The secret goal of the sprint was to seek more speed, which Anto and Carl Friedrich did even during the break day:
We spent the first two days improving test coverage of the x86 backend and the optimizer. Now we have 100% coverage with unittests (modulo figleaf bugs), which does not mean anything, but it's better than before.
Then we spent quite some time improving the optimizer passes, so now we generate far less code than before the sprint, because a lot of it is optimized away. On the interpreter side, we marked more objects (like code objects) as immutable, so that reading fields from them can be constant-folded.

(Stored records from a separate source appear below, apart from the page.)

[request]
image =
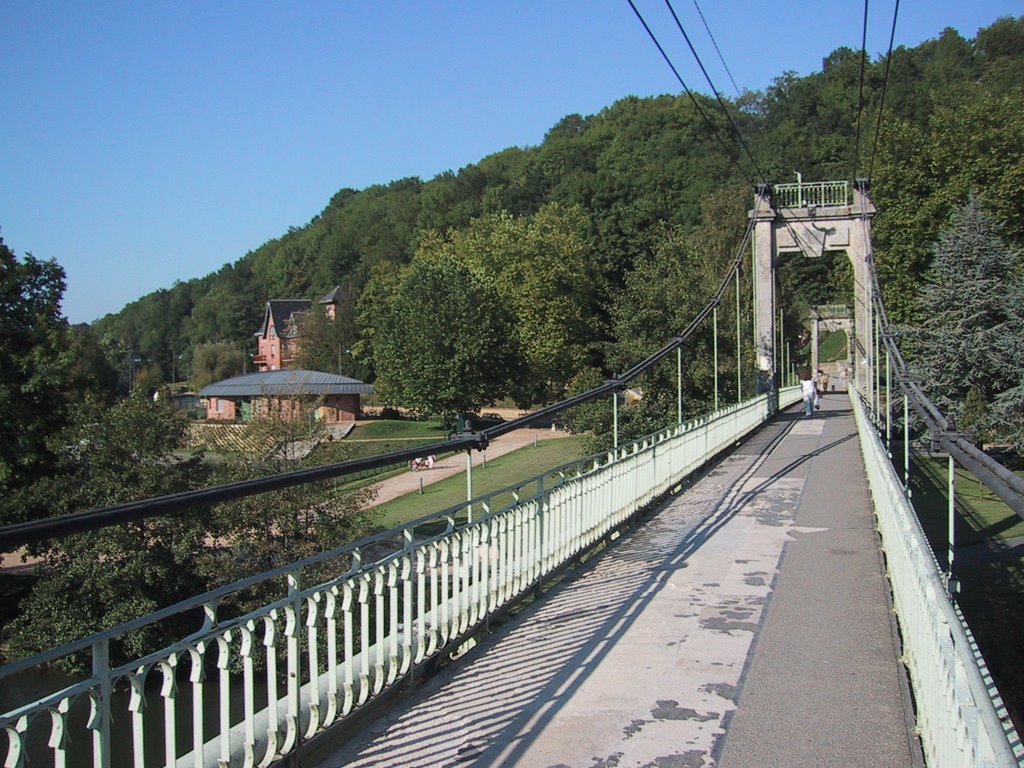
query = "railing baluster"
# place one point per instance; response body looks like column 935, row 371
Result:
column 393, row 623
column 349, row 664
column 169, row 695
column 99, row 699
column 224, row 694
column 246, row 646
column 331, row 619
column 312, row 653
column 272, row 698
column 406, row 576
column 58, row 733
column 197, row 675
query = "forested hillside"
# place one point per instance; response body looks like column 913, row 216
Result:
column 643, row 181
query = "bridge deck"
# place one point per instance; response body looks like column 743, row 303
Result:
column 745, row 623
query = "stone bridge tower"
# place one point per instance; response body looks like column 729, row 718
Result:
column 812, row 218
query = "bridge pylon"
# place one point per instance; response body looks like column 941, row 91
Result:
column 811, row 218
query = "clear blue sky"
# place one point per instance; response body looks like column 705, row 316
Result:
column 147, row 142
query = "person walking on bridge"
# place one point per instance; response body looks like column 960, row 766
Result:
column 810, row 389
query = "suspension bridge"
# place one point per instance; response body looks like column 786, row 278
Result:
column 744, row 588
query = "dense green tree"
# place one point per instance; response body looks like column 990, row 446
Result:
column 216, row 361
column 36, row 367
column 444, row 343
column 967, row 347
column 90, row 582
column 542, row 269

Another important optimization that we did is to remove consecutive reading of the same fields from the same structure, if no code in between can change it.
Our JIT is a hybrid environment, where only hot loops of code are jitted and the rest stays being interpreted. We found out that the performance of the non-jitted part was suboptimal, because all accesses to python frames went through an extra layer of indirection. We removed this layer of indirection, in the case where the jit and the interpreter cannot access the same frame (which is the common case).
We also spent some time improving the performance of our x86 backend, by making it use more registers and by doing more advanced variable renaming at the end of loops. It seems that using more registerd is not as much of a win as we hoped, because modern day processors are much smarter than we thought.
The most mind bending part was finding why we loose performance by making the JIT see more of the interpreter. It took us two very frustrating days and 36 gray hairs to find out that from the JIT we call a different malloc function in the Boehm GC, which is by far slower than the version that we use from the interpreter. This meant that the more we jitted, the slower our code got, purely because of the mallocs.
Now that this is fixed, the world makes much more sense again.
A lot of the sprint's work is not directly measurable in the performance figures, but we did a lot of work that is necessary for performance to improve in the next weeks. After we have done a bit more work, we should be able to provide some performance figures for programs that are more realistic than just loops that count to ten millions (which are very fast already :).
Now we're going to enjoy a couple of days off to recover from the sprint.
Carl Friedrich, fijal